I don't know why an anti-arrhythmic drug could adversely affect the lungs and/or liver in rare cases. I can only presume that the manufacturers are not aware of how to mitigate the risk. I note the UK Government response on the above web page is that on balance the benefits outweigh the risks. However there is a caveat; "Because of safety concerns, dronedarone should only be prescribed after alternative treatment options have been considered."

I had never had any form of invasive or medicinal treatment for AF prior to being prescribed dronedarone.

My post is an oblique way of answering your post to say that I don't know., but I hope that it sheds some light.


To add a post script, I was prescribed prednisolone to treat the inflammation caused by COP. Prednisolone is an immunosuppressant - I can't even have a flu jab - and to avoid infection I've avoided the gym for nearly 14 months apart from May 2015. During that brief spell in the gym there was no sign of PAF even though I was working consistently at 150 bpm and occasionally higher.


My husband has been on dronedarone for over 5 years and has had only 2 major Afib episodes ( sending him to hospital.

I, on the other hand, tried in when first diagnosed 31/2 years ago and had major diarrhea and had to switch to tikosyn.

Heather R


OK just an update on this.
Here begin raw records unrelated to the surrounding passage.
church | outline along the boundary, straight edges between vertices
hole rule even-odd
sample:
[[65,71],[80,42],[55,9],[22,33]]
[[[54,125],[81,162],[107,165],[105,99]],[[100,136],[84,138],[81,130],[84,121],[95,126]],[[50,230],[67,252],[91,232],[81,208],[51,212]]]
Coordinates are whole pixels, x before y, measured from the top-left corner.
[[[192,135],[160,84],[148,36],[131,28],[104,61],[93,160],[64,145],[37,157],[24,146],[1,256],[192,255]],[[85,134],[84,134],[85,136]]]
I was eventually started on Dronedarone last week and my experience wasnt very good. The first tablet almost immediately put me into an irregular rhythm, I thought that this was maybe the stress of it so decided to take my second the next morning. I immediatley felt unwell and phoned my GP and was called in for an ECG, As Im sure you all know the only course of action for them is to send you to A&E. So unfortunateely I spent 6 hours there and was told to stop the Dronedarone.

I am now back where I started On Bisoprolol!!!

Anyone researching this medication needs to realise that what didnt work for me could well be the answer for them.